Rich Young, Dynamite's director of business development, explained that the company had been looking for a way to bring an established mobile property into the consistently-growing comics market. After searching through the most popular mobile games, the company settled on Doodle Jump, a platformer about a tiny creature — the Doodler — jumping ever upwards, avoiding enemies and traps that will crash him back down to earth. The game was initially published for iOS and Android in 2010 and Windows Phone the following year. Xbox 360 and Nintendo 3DS versions followed in 2013.
"It was clear that we had to look closely into the weird and extraordinary worlds of Doodle Jump to find the answers," Udzenija said of the oddly philosophical questions surrounding the game's universe. "Often a blank slate is intimidating; in this instance it was liberating. We've wanted to tell his story for a while. It took four years for Lima Sky and Dynamite to find one another, but the connection was instantaneous."
Young explained that the app's popularity was a major factor is getting the comic series off the ground: according to Lima, the game is the number three all-time top paid app and has been in the top 25 apps for the past three years.
"But it didn't have a backstory established yet," he explained. "So [the comic] was a chance for us to help develop this cool world and the characters that inhabit it from the ground up, and tell some stories that we think people who play the game are really going to like."
So how does expanding a mobile game without a story in to a narrative-driven experience work?
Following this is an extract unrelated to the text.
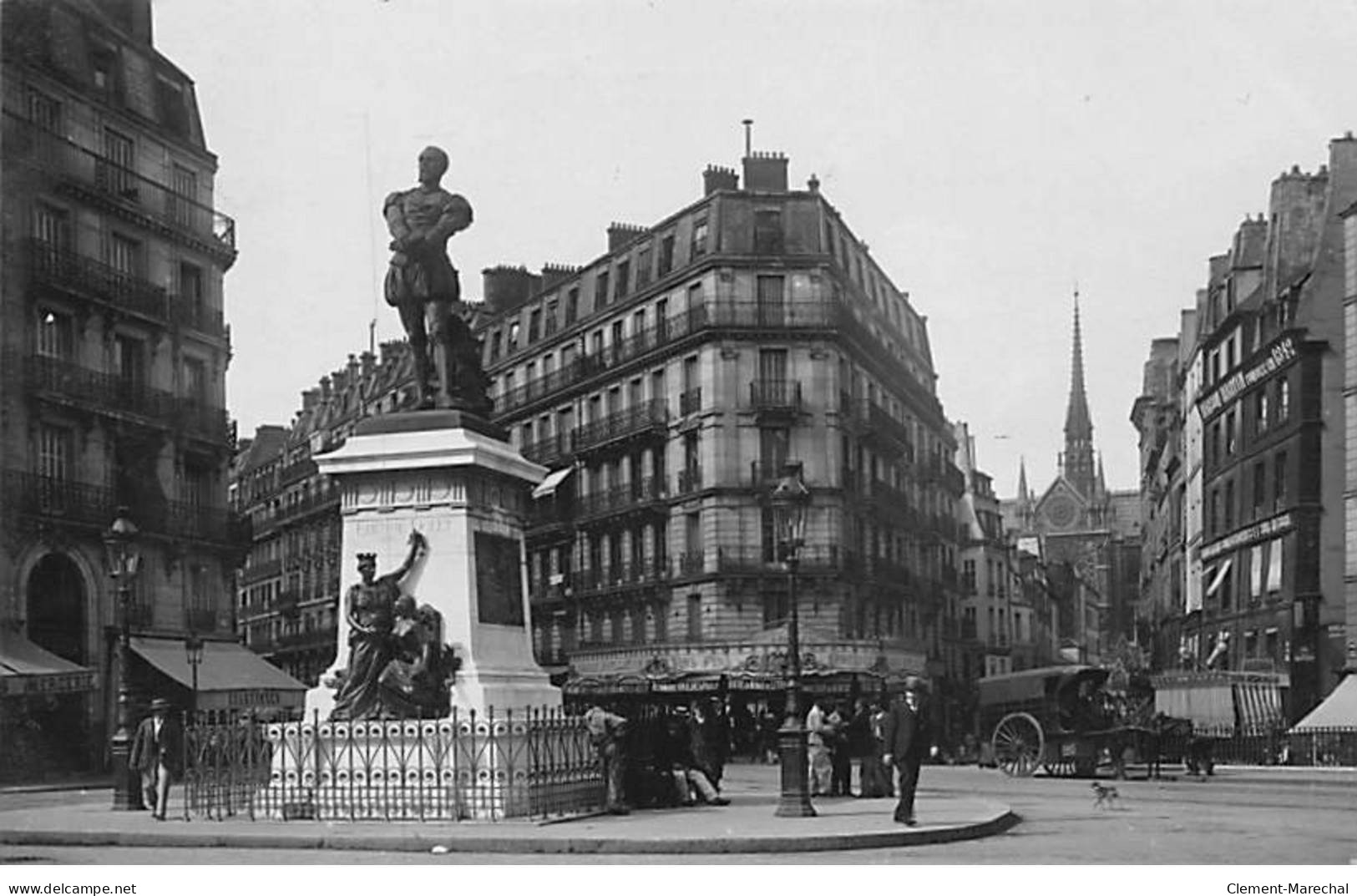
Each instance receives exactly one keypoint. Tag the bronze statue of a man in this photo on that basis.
(423, 284)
What connects the skill-based platformer to the adventures of the Doodler in the comic? It seems strange for Doodle Jump to have such an elaborate backstory, but the creators promise the world-building potential is there.
"Start with bouncing, naturally," Udzenija explained. "Since Doodler is constantly jumping from one platform to another it was easy to make him jumping from one comic panel to another. So the story had to have a journey at its core. The game itself lacks dialogue, but there already exists a basic good versus evil narrative thread.
"Aside from the 'metaphysical' question of what lies beyond the visible world, another mystery that we explored [in the comic] are the Black Holes that are a constant threat throughout the videogame," Udzenija added of the games plot. "In the series Doodler has to find out more about this mystery while dealing with monsters, robots, ninjas and shopping malls. The quest — a trippy bildungsroman — leads Doodler into some pretty dangerous situations where he's forced to learn something extraordinary about his own abilities."
Udzenija noted that the Doodler comes across "some badasses and a lot of weird characters" during his journey, but the typical cliches of a pitting a hero up against an evil mastermind won't apply. The antagonist is weird — just as weird as the idea of an ever-higher-jumping Doodler, if not more so.
Currently the Doodle Jump comic has six issues in the pipeline, with future content still to be determined.